IEEE/ACM Trans Comput Biol Bioinform. 2021 Jul-Aug;18(4):1262-1270. doi: 10.1109/TCBB.2020.3037136. Epub 2021 Aug 6.
SARS-CoV-2 encodes the Mac1 domain within the large nonstructural protein 3 (Nsp3), which has an ADP-ribosylhydrolase activity conserved in other coronaviruses. The enzymatic activity of Mac1 makes it an essential virulence factor for the pathogenicity of coronavirus (CoV). They have a regulatory role in counteracting host-mediated antiviral ADP-ribosylation, which is unique part of host response towards viral infections. Mac1 shows highly conserved residues in the binding pocket for the mono and poly ADP-ribose. Therefore, SARS-CoV-2 Mac1 enzyme is considered as an ideal drug target and inhibitors developed against them can possess a broad antiviral activity against CoV. ADP-ribose-1 phosphate bound closed form of Mac1 domain is considered for screening with large database of ZINC. XP docking and QPLD provides strong potential lead compounds, that perfectly fits inside the binding pocket. Quantum mechanical studies expose that, substrate and leads have similar electron donor ability in the head regions, that allocates tight binding inside the substrate-binding pocket. Molecular dynamics study confirms the substrate and new lead molecules presence of electron donor and acceptor makes the interactions tight inside the binding pocket. Overall binding phenomenon shows both substrate and lead molecules are well-adopt to bind with similar binding mode inside the closed form of Mac1.

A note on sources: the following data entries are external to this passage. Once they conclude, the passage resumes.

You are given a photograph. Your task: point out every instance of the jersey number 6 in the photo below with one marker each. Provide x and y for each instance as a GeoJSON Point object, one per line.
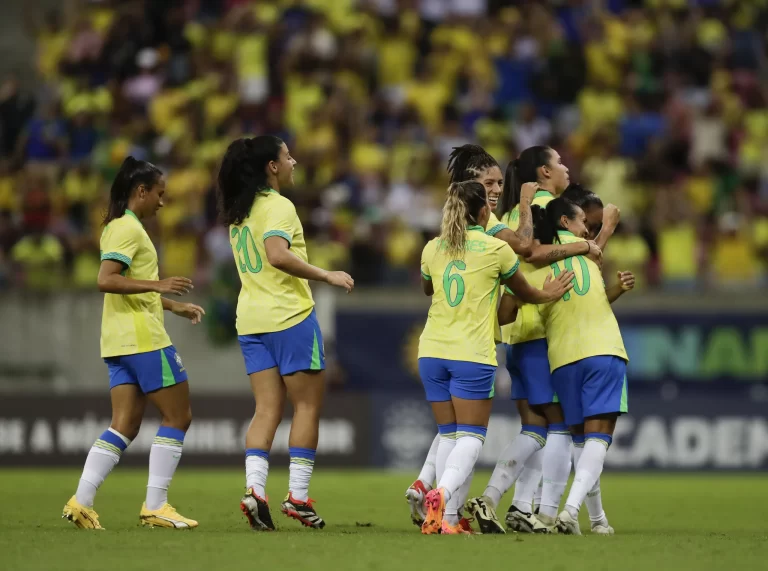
{"type": "Point", "coordinates": [568, 263]}
{"type": "Point", "coordinates": [449, 278]}
{"type": "Point", "coordinates": [244, 238]}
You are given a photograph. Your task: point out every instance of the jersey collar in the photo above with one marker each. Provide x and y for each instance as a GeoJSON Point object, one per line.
{"type": "Point", "coordinates": [131, 213]}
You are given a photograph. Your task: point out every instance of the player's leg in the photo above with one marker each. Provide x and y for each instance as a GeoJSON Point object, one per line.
{"type": "Point", "coordinates": [471, 393]}
{"type": "Point", "coordinates": [169, 392]}
{"type": "Point", "coordinates": [604, 398]}
{"type": "Point", "coordinates": [269, 393]}
{"type": "Point", "coordinates": [128, 404]}
{"type": "Point", "coordinates": [416, 492]}
{"type": "Point", "coordinates": [594, 501]}
{"type": "Point", "coordinates": [435, 377]}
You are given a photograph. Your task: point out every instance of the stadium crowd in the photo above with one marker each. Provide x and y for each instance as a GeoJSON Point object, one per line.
{"type": "Point", "coordinates": [659, 106]}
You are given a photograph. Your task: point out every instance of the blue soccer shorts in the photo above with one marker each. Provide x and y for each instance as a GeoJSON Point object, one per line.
{"type": "Point", "coordinates": [298, 348]}
{"type": "Point", "coordinates": [150, 371]}
{"type": "Point", "coordinates": [443, 379]}
{"type": "Point", "coordinates": [592, 386]}
{"type": "Point", "coordinates": [528, 366]}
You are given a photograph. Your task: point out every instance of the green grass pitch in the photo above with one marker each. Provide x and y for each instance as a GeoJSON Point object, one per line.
{"type": "Point", "coordinates": [680, 522]}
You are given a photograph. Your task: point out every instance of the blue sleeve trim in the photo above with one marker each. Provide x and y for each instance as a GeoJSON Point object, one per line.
{"type": "Point", "coordinates": [118, 257]}
{"type": "Point", "coordinates": [496, 229]}
{"type": "Point", "coordinates": [511, 272]}
{"type": "Point", "coordinates": [280, 233]}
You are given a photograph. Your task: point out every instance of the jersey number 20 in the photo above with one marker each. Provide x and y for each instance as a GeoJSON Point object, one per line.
{"type": "Point", "coordinates": [244, 239]}
{"type": "Point", "coordinates": [577, 289]}
{"type": "Point", "coordinates": [449, 279]}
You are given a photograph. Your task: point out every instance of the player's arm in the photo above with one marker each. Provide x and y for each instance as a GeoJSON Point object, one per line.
{"type": "Point", "coordinates": [545, 254]}
{"type": "Point", "coordinates": [626, 282]}
{"type": "Point", "coordinates": [508, 308]}
{"type": "Point", "coordinates": [611, 217]}
{"type": "Point", "coordinates": [186, 310]}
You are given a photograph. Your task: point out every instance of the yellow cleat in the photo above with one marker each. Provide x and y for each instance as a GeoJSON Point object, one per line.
{"type": "Point", "coordinates": [81, 516]}
{"type": "Point", "coordinates": [166, 516]}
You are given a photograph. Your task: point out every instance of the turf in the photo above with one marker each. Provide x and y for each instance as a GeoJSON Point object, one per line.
{"type": "Point", "coordinates": [680, 522]}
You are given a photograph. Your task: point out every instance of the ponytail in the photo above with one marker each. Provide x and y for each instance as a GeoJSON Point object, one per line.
{"type": "Point", "coordinates": [523, 169]}
{"type": "Point", "coordinates": [462, 207]}
{"type": "Point", "coordinates": [132, 174]}
{"type": "Point", "coordinates": [546, 221]}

SARS-CoV-2 在其大型非结构蛋白 3(Nsp3)中编码 Mac1 结构域,该结构域在其他冠状病毒中具有保守的 ADP-核糖基水解酶活性。Mac1 的酶活性使其成为冠状病毒(CoV)致病性的必需毒力因子。它们在拮抗宿主介导的抗病毒 ADP-核糖基化方面具有调节作用,这是宿主对病毒感染的独特反应的一部分。Mac1 在结合口袋中显示出对单和多 ADP-核糖基的高度保守残基。因此,SARS-CoV-2 Mac1 酶被认为是一个理想的药物靶点,针对它们开发的抑制剂可以对 CoV 具有广泛的抗病毒活性。ADP-核糖-1 磷酸结合的 Mac1 结构域封闭形式被认为可用于 ZINC 大型数据库的筛选。XP 对接和 QPLD 提供了强有力的潜在先导化合物,它们完美地适合于结合口袋内。量子力学研究表明,在头部区域,底物和先导具有相似的电子供体能力,这在底物结合口袋内分配了紧密的结合。分子动力学研究证实,底物和新的先导分子具有电子供体和受体,使得在结合口袋内的相互作用紧密。整体结合现象表明,底物和先导分子都以相似的结合模式很好地适应于封闭形式的 Mac1 结合。